On the first Easter morning, St. Matthew tells us that two women – Mary Magdalene and the other Mary – go to see the tomb of Jesus. They go, expecting death. They are faithful, devoted followers of the rabbi from Nazareth. In their minds, this journey probably is the first of many visits they plan to make in months to come. It is their way of honoring the difference he has made in their lives. It is their way of staying near to him – staying connected with him.
Just as dawn is breaking, they arrive at the tomb. Suddenly, the earth shakes as an angel descends from heaven. This angel rolls back the stone which had sealed shut the door of the tomb, and sits on it. The appearance of this angel, the earthquake and the opening of the tomb are too much for the Roman guards (stationed there to prevent anyone from stealing the body of Jesus).

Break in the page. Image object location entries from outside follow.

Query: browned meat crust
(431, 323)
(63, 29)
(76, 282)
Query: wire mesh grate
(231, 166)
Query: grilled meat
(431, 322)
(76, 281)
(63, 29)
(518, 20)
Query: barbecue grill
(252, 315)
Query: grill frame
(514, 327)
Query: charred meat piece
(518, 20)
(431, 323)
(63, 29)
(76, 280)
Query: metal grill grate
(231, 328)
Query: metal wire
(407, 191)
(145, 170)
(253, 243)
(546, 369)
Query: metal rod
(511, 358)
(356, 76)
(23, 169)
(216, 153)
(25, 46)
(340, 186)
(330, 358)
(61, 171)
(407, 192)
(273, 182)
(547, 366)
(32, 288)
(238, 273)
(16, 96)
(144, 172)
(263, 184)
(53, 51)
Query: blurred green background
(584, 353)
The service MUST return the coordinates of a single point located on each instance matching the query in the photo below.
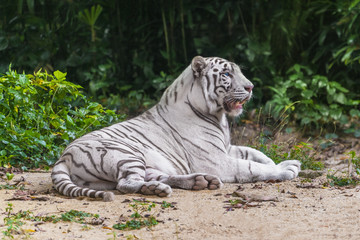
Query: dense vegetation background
(302, 56)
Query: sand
(300, 210)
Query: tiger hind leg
(131, 179)
(195, 181)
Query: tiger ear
(198, 64)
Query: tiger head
(224, 86)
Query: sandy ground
(297, 212)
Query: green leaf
(340, 98)
(307, 94)
(300, 84)
(59, 75)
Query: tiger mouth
(236, 104)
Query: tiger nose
(249, 88)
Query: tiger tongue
(237, 105)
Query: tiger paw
(206, 181)
(156, 188)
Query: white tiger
(182, 142)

They faint and “become like dead men.” But not the women: they receive the message of this angel. “Do not fear. He has been raised. Go, quickly, and tell his disciples.”
Their hearts are filled with joy. Their minds can hardly comprehend the good news they have just received. Faithful and devoted, they do exactly as the angel command. They go. And they go quickly. While they are running to tell the disciples, Jesus suddenly meets them. His words to them echo the words of the angel: “Go and tell my brothers to meet me in Galilee.”
“Go quickly and tell.” That is the command given to Mary and Mary, first by the angel and then by Jesus himself. Go quickly and tell. Time is short. The message is urgent. There are those who need to hear, and the hearing of this word will change their lives in ways that they could never have anticipated.
“Go quickly and tell.” That is the command given to all of us who, through the waters of our baptism, have been grafted into this family of faith. We have been entrusted with the same message given to Mary and Mary. It is an urgent message. It is a message that has the power to change people’s lives in ways that they never could have anticipated.
This Easter Sunday we plan to celebrate, again, the greatest news the world has ever heard. Our deep hope is that we’ll hear that news this weekend as if for the very first time – and that it will make every ounce of our being ache to go and tell.
David J. Risendal, Pastor
Exploring This Week’s Gospel:
- What were Mary and Mary expecting to find at the tomb of Jesus.
- How did the angel’s words completely change what they experienced there?
- What was the result of their willingness to go quickly and tell the others?
Connecting with This Week’s Gospel:
- Who was instrumental in telling me about Jesus?
- How has knowing Jesus, and experiencing his grace, changed my life?
- Who might I go and tell about Jesus? How might I help them to see the power of believing in Christ?